Comment by: Veronica on 28th June 2020 at 12:13

The old fire range was the ancestor of the Aga, just goes to show nothing is new.. It was heating and cooking for the working classes and if kept clean was a showcase although I didn't appreciate it at the time. Most people replaced them with a tiled fireplace, which was very much in vogue in the fifties and sixties. We had one in the back place, but my dad boarded up the one in the front place. He must have had to take off the oven door because of the knobs. We didn't use the front room much, although modern furniture was in there, which I had to polish every week.

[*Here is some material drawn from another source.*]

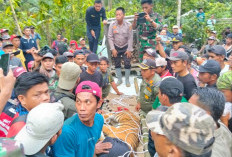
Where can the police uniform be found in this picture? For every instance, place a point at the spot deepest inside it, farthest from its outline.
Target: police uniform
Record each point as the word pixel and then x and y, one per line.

Comment by: Albert.S. on 29th June 2020 at 13:58

I used to hate the clothes maiden being across the front of the fire, I forget whether or not it was before they were ironed, or after, they would be put along the clothes line, and then hoisted up to the ceiling on a rope, and pulley contraption. We had a shovel which my mother put the Observer across, to get the fire going. Many a time it caught fire, and was sucked up the chimney.

Comment by: Veronica on 30th June 2020 at 08:36

I remember the line hanging from the ceiling with clothes ironed. .( what a contraption!). I remember the broadsheet of newspaper across the shovel as well. I believe it cleaned the chimney out. Many times outside you would see flames shooting out of chimneys. It must have been hard work in those days. Life is much easier now.

Comment by: rt on 1st July 2020 at 18:29

this was my job every morning lighting the fire before every body got up to go to work and I devised a trick to make my life easier. I found that if I stacked the coal up at night and then covered it with ash from under the fire and pull down the damper so the coals would only smoulder all night then in the morning place the coal shovel infront of the fire and place a sheet of news paper across the fire front to create an updraft and like magic you have a roaring fire in seconds but you have to keep an eye on the paper

Comment by: linma on 2nd July 2020 at 06:28

The last three comments, brilliant, exactly how I remember them.

Comment by: Veronica on 2nd July 2020 at 15:06

I remember the freezing cold too before the fire 'got going!'

Comment by: Albert.S. on 3rd July 2020 at 09:05

A great asset to miners’ was the success of winning the right for concessionary coal, as the great majority of houses had coal fires, especially where miners’ lived. I was in that strike in 1949.

Comment by: Albert.S on 10th July 2020 at 14:31

What an obnoxious site that was. The sticky fly paper hanging down from the ceiling with an assortment of flies stuck in the paper.
How we’ve advanced in the methods of hygiene.

Comment by: Veronica on 11th July 2020 at 17:37

Not counting the chamber pots under the beds. I don't know whether they were called 'les pots' after the French! Without pronouncing the 't'. Now that was a health hazard!

Comment by: Albert.S. on 12th July 2020 at 14:27

As far as I remember Veronica, they were always full pots. Remember when they had various picture of prominent nazi leaders on the inner sides of some of the chamber pots.

Comment by: Veronica on 12th July 2020 at 15:32

I believe so Albert, I suppose there were dainty patterned ones as well... Makes me shudder now thinking about them. But what else could they have done if there was no bathroom. Imagine going to the outside Lavatory in the dead of night if you had a 'dicky' tummy.